The toy model says there’s 100% chance of doom if the only way we find problems is by iteratively trying things and seeing what visibly goes wrong. A core part of my view here is that there’s lots of problems which will not be noticed by spending any amount of time iterating on a black box, but will be found if we can build the mathematical tools to open the black box. I do think it’s possible to build sufficiently-good mathematical tools that literally all the problems are found (see the True Names thing).
More time does help with building those tools, but more time experimenting with weak AI systems doesn’t matter so much. Experimenting with AI systems does provide some feedback for the theory-building, but we can get an about-as-good feedback signal from other agenty systems in the world already. So the slow/fast takeoff question isn’t particularly relevant.
Man, it would be one hell of a miracle if the number of fatal problems which would not be found by any amount of iterating just so happened to be exactly zero. Probabilities are never literally zero, but that does seem to me unlikely enough as to be strategically irrelevant.
It sounds like the crux is whether having time with powerful (compared to today) but sub-AGI systems will make the time we have for alignment better spent. Does that sound right?
I’m thinking it will because i) you can better demonstrate AI alignment problems empirically to convince top AI researchers to prioritise safety work, ii) you can try out different alignment proposals and do other empirical work with powerful AIs, iii) you can try to leverage powerful AIs to help you do alignment research itself.
Whereas you think these things are so unlikely to help that getting more time with powerful AIs is strategically irrelevant
Yeah, that’s right. Of your three channels for impact:
… (i) and (ii) both work ~only to the extent that the important problems are visible. Demonstrating alignment problems empirically ~only matters if they’re visible and obvious. Trying out different alignment proposals also ~only matters if their failure modes are actually detectable.
(iii) fails for a different reason, namely that by the time AIs are able to significantly accelerate the hard parts of alignment work, they’ll already have foomed. Reasoning: there’s generally a transition point between “AI is worse than human at task, so task is mostly done by human” and “AI is comparable to human or better, so task is mostly done by AI”. Foom occurs roughly when AI crosses that transition point for AI research itself. And alignment is technically similar enough to AI research more broadly that I expect the transition to be roughly-simultaneous for capabilities and alignment research.
Quick responses to your argument for (iii).
If AI automates 50% of both alignment work and capabilities research, it could help with alignment before foom (while also bringing foom forward in time)

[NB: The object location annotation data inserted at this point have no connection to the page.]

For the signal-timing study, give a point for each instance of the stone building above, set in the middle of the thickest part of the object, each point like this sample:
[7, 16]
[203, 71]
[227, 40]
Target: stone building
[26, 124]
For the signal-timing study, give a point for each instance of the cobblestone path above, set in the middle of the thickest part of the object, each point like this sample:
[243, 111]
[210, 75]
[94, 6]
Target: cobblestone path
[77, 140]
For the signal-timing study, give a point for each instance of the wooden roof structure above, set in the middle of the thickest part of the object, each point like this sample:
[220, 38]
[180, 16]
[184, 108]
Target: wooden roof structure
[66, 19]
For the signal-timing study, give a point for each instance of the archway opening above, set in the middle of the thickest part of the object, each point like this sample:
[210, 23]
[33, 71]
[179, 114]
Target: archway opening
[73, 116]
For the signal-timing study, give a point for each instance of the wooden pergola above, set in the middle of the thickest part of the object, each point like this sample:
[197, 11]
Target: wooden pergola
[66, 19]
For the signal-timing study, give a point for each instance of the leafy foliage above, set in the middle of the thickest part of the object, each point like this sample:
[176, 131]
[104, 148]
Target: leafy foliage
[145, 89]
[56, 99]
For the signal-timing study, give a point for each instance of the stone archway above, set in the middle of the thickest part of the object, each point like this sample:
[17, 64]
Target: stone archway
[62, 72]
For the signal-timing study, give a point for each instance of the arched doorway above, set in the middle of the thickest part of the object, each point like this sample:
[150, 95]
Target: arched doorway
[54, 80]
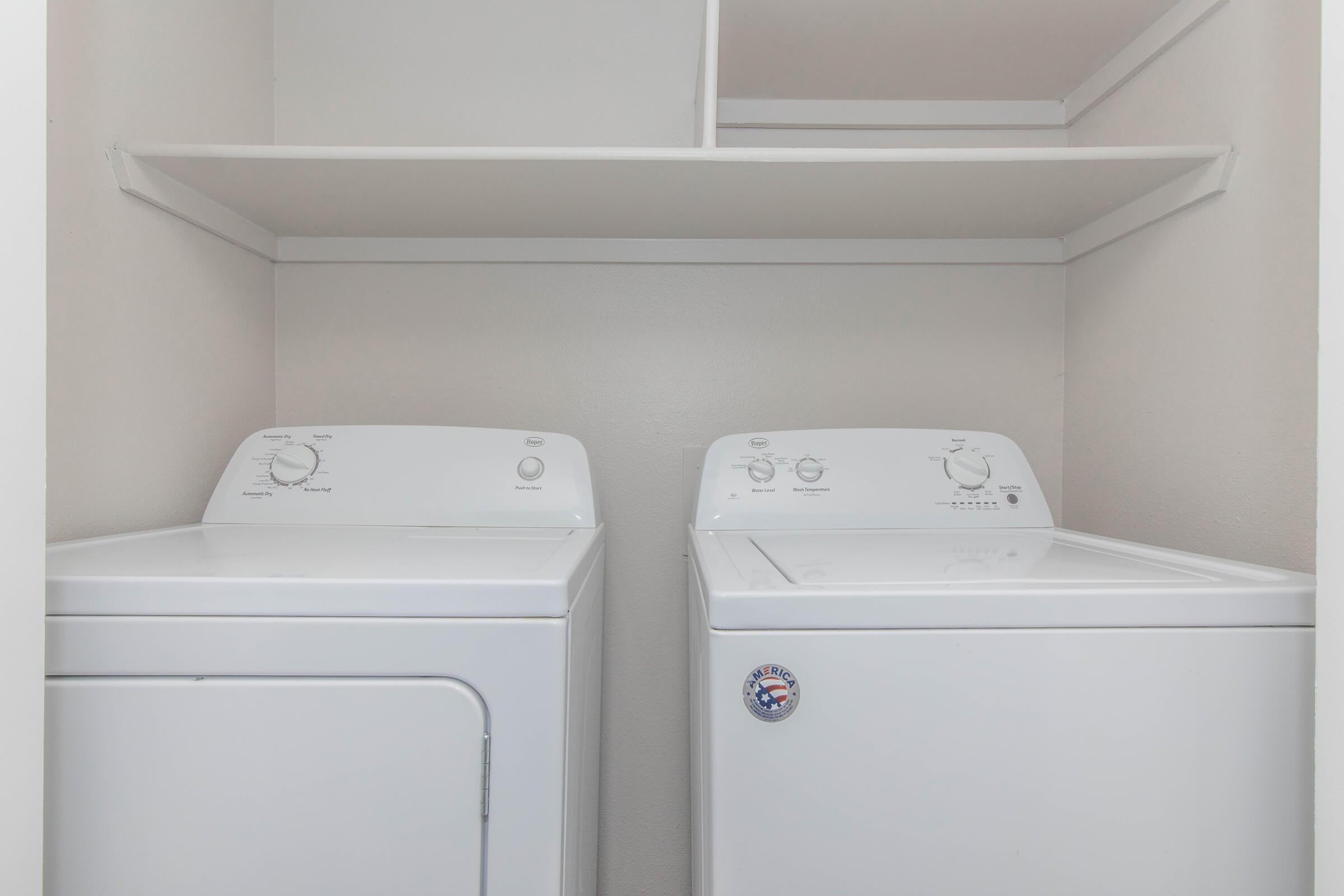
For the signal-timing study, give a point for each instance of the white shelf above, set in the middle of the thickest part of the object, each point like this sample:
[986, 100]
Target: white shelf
[931, 63]
[393, 203]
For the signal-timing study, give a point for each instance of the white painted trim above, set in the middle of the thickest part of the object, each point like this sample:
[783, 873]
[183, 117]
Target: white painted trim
[174, 197]
[988, 115]
[1164, 202]
[1154, 42]
[893, 115]
[1329, 477]
[140, 179]
[727, 155]
[709, 81]
[674, 251]
[24, 442]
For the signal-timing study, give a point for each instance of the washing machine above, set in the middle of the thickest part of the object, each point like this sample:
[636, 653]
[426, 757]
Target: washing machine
[905, 680]
[373, 668]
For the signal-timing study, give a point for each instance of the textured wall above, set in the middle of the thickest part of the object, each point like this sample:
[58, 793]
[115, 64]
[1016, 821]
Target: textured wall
[162, 336]
[1190, 413]
[639, 362]
[600, 73]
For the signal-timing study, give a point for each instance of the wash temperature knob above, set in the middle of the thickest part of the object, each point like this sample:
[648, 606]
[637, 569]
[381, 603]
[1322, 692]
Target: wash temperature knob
[761, 470]
[810, 469]
[967, 469]
[293, 464]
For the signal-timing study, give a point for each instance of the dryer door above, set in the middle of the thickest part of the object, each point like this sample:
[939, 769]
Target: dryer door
[162, 786]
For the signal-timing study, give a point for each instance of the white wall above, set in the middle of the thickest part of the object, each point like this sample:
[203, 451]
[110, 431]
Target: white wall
[162, 335]
[22, 445]
[1190, 412]
[637, 362]
[1329, 535]
[432, 73]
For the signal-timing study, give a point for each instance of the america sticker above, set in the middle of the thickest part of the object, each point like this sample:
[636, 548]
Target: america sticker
[771, 693]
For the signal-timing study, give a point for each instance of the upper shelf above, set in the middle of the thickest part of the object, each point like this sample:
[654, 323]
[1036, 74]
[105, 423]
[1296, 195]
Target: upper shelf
[395, 203]
[932, 63]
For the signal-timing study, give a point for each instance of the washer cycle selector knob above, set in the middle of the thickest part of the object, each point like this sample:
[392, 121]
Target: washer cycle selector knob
[810, 469]
[761, 470]
[293, 464]
[967, 469]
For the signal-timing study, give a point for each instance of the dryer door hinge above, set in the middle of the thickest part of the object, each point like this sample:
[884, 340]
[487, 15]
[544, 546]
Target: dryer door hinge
[486, 777]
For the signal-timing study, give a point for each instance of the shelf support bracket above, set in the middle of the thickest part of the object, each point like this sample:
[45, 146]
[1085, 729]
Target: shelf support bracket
[1188, 190]
[175, 198]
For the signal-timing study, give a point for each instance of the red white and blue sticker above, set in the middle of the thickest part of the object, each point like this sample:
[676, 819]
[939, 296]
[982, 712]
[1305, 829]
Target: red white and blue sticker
[771, 693]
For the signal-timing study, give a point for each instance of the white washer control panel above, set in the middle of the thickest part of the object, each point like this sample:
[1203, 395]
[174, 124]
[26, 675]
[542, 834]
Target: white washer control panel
[407, 476]
[869, 480]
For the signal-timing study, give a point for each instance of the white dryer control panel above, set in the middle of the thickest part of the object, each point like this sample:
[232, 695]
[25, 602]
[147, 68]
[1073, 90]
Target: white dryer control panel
[869, 480]
[442, 476]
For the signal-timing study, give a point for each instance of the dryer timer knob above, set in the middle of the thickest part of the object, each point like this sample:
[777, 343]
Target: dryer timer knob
[293, 464]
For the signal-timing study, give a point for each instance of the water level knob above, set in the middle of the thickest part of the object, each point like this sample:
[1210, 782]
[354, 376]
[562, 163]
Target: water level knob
[761, 470]
[967, 469]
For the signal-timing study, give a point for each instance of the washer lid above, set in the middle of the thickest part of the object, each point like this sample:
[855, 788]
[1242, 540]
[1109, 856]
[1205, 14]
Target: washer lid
[323, 571]
[982, 578]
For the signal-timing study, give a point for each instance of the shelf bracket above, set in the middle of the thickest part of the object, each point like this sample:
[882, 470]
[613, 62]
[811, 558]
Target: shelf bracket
[175, 198]
[1188, 190]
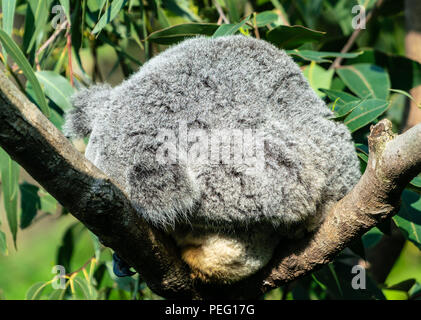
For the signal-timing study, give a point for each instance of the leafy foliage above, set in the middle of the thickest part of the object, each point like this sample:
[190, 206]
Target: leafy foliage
[107, 40]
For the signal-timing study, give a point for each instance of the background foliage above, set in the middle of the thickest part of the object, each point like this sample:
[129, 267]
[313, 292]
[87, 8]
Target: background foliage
[50, 52]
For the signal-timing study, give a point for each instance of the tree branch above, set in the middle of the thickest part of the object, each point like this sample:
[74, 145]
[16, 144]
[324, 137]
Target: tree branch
[100, 204]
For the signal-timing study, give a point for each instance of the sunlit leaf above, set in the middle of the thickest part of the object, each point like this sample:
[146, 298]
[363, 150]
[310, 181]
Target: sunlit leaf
[408, 218]
[35, 292]
[366, 80]
[320, 56]
[9, 178]
[30, 203]
[57, 88]
[291, 37]
[318, 77]
[180, 32]
[14, 51]
[3, 243]
[365, 113]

A leading project might choose to use AIs for alignment rather for fooming
AI might be more useful for alignment work than for capabilities work
fooming may require may compute than certain types of alignment work
For what it’s worth, I’ve had a similar discussion with John in another comment thread where he said that he doesn’t believe the probability of doom is 1, he just believes it’s some p≫0 that doesn’t depend too much on the time we have to work on problems past a time horizon of 1 week or so.

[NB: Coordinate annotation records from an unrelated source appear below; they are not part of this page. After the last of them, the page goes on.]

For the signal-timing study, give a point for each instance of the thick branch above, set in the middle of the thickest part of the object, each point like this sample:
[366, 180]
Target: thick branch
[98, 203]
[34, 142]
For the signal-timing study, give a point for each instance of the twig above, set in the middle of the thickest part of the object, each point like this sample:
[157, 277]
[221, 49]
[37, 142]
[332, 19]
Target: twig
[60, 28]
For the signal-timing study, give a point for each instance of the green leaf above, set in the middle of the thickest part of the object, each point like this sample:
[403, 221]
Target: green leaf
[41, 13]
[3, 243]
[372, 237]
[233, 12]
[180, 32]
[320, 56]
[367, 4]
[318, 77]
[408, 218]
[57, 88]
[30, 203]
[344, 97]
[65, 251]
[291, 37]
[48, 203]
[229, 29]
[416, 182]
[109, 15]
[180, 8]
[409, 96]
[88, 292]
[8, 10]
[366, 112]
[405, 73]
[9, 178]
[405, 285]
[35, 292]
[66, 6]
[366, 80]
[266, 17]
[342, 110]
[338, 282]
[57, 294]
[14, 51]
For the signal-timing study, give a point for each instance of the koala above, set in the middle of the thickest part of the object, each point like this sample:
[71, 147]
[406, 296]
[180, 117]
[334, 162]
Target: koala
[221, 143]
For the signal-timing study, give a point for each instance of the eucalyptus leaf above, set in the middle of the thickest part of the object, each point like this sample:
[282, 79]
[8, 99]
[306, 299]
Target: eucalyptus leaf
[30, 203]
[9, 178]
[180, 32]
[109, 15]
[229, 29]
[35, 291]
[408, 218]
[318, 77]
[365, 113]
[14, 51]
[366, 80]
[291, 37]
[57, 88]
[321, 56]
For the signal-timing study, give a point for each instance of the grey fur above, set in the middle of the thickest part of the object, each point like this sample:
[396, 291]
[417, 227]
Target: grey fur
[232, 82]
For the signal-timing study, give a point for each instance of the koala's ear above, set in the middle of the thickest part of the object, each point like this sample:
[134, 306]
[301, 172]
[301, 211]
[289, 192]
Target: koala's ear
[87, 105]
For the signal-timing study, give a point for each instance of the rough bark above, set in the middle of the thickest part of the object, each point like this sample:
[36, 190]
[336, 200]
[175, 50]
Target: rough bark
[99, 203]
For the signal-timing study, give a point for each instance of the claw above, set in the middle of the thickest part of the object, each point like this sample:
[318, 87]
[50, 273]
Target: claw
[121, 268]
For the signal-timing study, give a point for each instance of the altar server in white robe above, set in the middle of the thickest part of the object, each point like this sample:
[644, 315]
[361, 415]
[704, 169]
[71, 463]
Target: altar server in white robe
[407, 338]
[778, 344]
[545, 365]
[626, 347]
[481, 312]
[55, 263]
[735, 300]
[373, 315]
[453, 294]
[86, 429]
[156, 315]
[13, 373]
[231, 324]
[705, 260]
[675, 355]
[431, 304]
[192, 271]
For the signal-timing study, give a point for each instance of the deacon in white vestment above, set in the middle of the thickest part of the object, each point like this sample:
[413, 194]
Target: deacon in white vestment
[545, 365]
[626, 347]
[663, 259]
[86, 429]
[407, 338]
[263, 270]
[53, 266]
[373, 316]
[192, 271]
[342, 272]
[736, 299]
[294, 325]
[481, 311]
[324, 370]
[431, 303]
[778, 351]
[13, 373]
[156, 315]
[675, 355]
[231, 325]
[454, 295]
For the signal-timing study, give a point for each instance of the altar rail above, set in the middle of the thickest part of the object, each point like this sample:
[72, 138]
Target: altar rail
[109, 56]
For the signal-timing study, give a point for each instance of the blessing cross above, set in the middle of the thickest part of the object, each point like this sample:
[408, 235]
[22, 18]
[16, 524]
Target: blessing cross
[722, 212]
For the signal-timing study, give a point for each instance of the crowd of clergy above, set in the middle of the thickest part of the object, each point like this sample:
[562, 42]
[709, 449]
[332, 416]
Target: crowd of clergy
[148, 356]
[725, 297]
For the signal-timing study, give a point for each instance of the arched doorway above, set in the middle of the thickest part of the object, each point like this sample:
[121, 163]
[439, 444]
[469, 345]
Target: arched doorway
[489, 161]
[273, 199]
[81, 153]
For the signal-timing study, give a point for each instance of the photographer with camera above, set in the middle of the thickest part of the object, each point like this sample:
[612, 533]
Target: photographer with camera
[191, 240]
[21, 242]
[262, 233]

This is consistent with your model and so I don’t think John actually believes that the probability of doom is 1 and I don’t think he would necessarily disagree with your model either. On the other hand in your model the probability of doom asymptotes to some p≫0 as extra time goes to infinity, so it’s also not true that extra time would be very helpful in this situation past a certain point.
TBC, I believe that the value of more time rapidly asymptotes specifically for the purpose of finding problems by trying things and seeing what goes wrong. More time is still valuable for progress via other channels.